A rank-correlation may be used to pick up monotonic association between variates as you note; as such you wouldn't normally plot a line for that.
There are situations where it makes perfect sense to use rank-correlations to actually fit lines to numeric-y vs numeric-x, whether Kendall or Spearman (or some other). See the discussion (and in particular, the last plot) here.
That's not your situation, though. In your case, I'd be inclined to just present a scatterplot of the original data, perhaps with a smooth relationship (e.g. by LOESS).
You expect the relationship to be monotonic; you might perhaps try to estimate and plot a monotonic relationship. [There's an R-function discussed here that can fit isotonic regression -- while the example there is unimodal not isotonic, the function can do isotonic fits.]

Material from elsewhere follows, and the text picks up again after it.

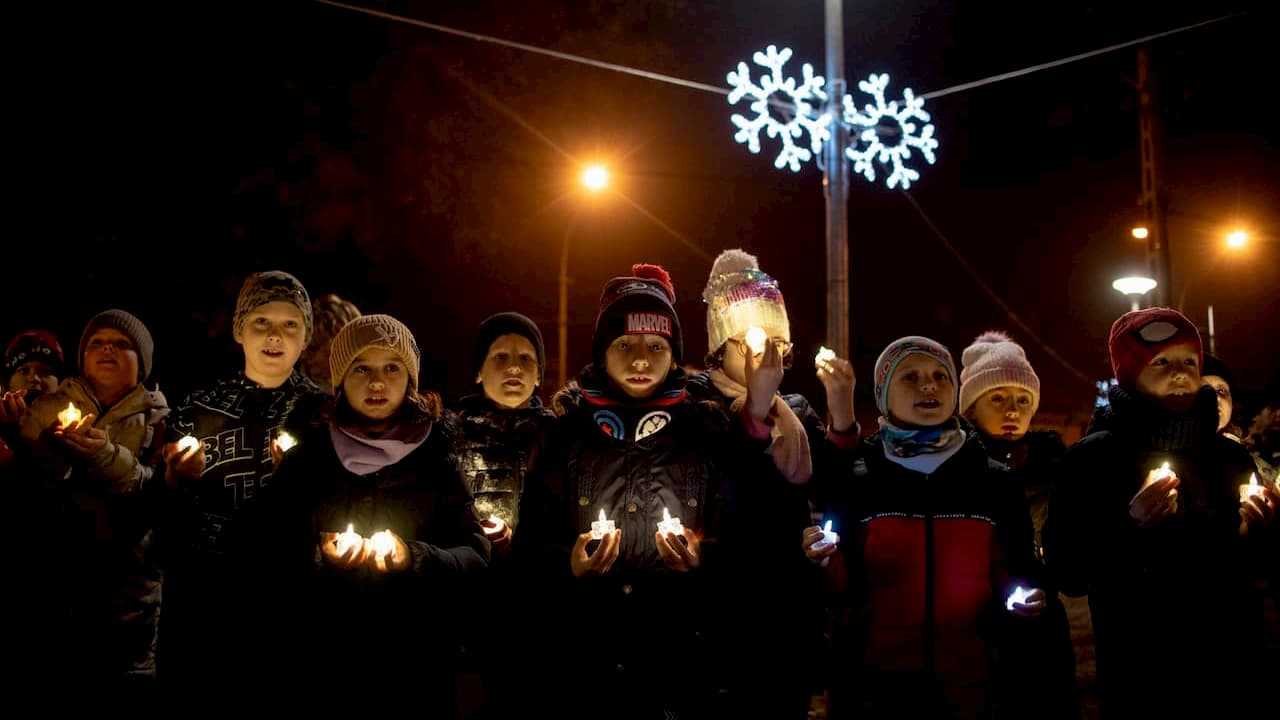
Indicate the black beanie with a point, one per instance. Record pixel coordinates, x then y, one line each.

Here's an example of the kind of thing I mean:
The plot shows a monotonic relationship between x and y; the red curve is a loess smooth (in this case generated in R by scatter.smooth
), which also happens to be montonic (there are ways to obtain smooth fits that are guaranteed to be monotonic, but in this case the default loess smooth was monotonic, so I didn't feel the need to worry.
Plot of rank(y) vs rank(x), indicating a monotonic relationship. The green line shows the ranks of the loess curve fitted values against rank(x).
The correlation between ranks of x and y (i.e. the Spearman correlation) is 0.892 - a high monotonic association. Similarly, the Spearman correlation between the (montonic) fitted loess-smoothed curve ($\hat{y}$) and the y-values is also 0.892. [This is not surprising, though, since it would be true of any curve which is a monotonic-increasing function of x, all of which would also correspond to the green line. The green line isn't a regression line between rank(x) and rank(y), but it's the line corresponding to a monotonic fit in the original plot. The 'regression line' for the ranked data has slope 0.892, not 1, so it's a little "flatter".]
If you're not displaying anything but rank(Y) vs X, I think I'd avoid using lines on the plots; as far as I can see they don't convey much of value above the correlation coefficient. And already said you're only interested in the trend.
[I don't know that it's wrong to plot a regression line on a ranked-y vs ranked-x plot, the difficulty would be its interpretation.]
Best Answer
There are two points to bear in mind here:
The rank issue is probably not as big a deal here, although you might as well convert your data to ranks and plot those. Then, you need to jitter your ranks slightly and make them semi-transparent to better see what's going on. I don't have access to your data, but you can get the idea from my answer here: How to extract information from a scatterplot matrix when you have large N, discrete data, & many variables?